Before the county can choose a new slogan, it must settle on a brand -- a concept of how Loudoun should be sold to companies that are shopping for homes in the Washington region, said Christina Winn, the economic development department's manager of business investment.
"The easiest example of a brand is Donald Trump," she said. "His brand is, you know, high quality. When he does something, it's the best. So, hopefully, the Loudoun brand will be something that will be very distinctive within the region."
The county has received responses from more than 50 of the 400 business and government leaders it surveyed, said Susan VanEpps, the development department's database and market research coordinator. That's a respectable response rate for a direct-mail survey, she said.
Collins favors retaining the "Where It's @ Loudoun" slogan. Nevertheless, he completed the survey and participated in a focus group, led by North Star Destination Strategies, the Tennessee-based firm that will recommend a brand and slogan by next year.
"Some of the questions are a bit, ah -- I don't want to say wacky," Collins said of the survey. "But they were a little bit out of the box."

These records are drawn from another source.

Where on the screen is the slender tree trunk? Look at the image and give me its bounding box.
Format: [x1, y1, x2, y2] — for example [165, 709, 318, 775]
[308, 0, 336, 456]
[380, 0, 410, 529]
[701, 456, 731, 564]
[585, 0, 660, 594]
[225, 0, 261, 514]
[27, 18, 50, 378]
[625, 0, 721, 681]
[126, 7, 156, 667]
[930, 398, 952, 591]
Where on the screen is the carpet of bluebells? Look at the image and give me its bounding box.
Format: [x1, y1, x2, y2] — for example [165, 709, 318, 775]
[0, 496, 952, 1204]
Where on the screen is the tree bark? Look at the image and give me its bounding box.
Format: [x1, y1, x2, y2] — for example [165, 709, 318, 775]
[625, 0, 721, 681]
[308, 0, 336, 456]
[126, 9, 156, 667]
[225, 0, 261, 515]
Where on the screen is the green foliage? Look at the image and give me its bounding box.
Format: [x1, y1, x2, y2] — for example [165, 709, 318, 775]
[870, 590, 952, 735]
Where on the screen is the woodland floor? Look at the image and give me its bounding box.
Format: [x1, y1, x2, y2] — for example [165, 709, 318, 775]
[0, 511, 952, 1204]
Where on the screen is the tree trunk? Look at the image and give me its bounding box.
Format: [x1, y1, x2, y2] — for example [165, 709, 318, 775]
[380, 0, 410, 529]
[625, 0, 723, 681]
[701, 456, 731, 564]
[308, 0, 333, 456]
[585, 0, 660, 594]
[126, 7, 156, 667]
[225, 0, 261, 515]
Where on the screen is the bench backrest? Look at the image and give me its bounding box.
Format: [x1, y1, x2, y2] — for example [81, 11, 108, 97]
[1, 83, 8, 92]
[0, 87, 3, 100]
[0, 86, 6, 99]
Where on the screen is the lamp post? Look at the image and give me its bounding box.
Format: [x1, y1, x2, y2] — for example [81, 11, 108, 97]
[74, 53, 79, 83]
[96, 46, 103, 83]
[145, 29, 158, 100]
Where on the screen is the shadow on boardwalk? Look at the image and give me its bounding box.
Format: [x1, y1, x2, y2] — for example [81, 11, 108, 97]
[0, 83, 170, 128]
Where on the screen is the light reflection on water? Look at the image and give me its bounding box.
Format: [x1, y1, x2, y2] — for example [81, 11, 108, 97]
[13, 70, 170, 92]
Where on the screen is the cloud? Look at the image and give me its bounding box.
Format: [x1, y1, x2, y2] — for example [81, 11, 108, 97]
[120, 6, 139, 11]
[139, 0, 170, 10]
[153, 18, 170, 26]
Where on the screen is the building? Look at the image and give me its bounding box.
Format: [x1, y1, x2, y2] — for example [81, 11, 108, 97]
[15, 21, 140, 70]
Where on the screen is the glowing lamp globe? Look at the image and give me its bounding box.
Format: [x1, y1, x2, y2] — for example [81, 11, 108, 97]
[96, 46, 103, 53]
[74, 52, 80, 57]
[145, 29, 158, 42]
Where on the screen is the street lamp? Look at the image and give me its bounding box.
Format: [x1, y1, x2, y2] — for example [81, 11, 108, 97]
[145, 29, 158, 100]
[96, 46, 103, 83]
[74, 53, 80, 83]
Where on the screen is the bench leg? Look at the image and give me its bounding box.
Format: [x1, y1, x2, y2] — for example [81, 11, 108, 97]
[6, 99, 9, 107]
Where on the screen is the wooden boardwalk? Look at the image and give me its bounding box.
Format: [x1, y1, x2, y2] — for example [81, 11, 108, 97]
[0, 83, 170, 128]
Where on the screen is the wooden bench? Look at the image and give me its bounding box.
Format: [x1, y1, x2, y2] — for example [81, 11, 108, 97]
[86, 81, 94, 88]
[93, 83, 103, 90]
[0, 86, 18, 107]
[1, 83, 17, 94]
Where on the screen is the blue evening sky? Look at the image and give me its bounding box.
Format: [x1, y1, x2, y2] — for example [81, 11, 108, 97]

An example: If Loudoun County were a person, what kind of clothes would this person wear?
"I wrote, 'Loudoun is the epitome of the L.L. Bean, laid-back, casual look,' " Collins said. "We're not the pinstripe-suit, white-shirt downtown D.C. kind of thing. No offense to my friends who live in D.C."
The questionnaire also asked for a description of Loudoun's personality, as if the county were a person.
"I wrote, 'Outgoing, friendly, family-oriented, straight shooter,' " Collins said.
Another question asked about the "issues" this person is facing.
"Rapid residential growth, obviously," Collins said he wrote. "And traffic. . . . We need a better road system to move people around in a more efficient manner."
Rosenstrauch said the project could result in Loudoun de-emphasizing the slogan on its official seal, or coat of arms.
The slogan "I Byde My Time" is displayed on county letterhead and on the business cards of many Loudoun government employees.
"We're hoping that can be retired to a historical use," Rosenstrauch said. " 'I Byde My Time' -- well, that's not really a useful thought for a county that wants to be hip and on Internet time."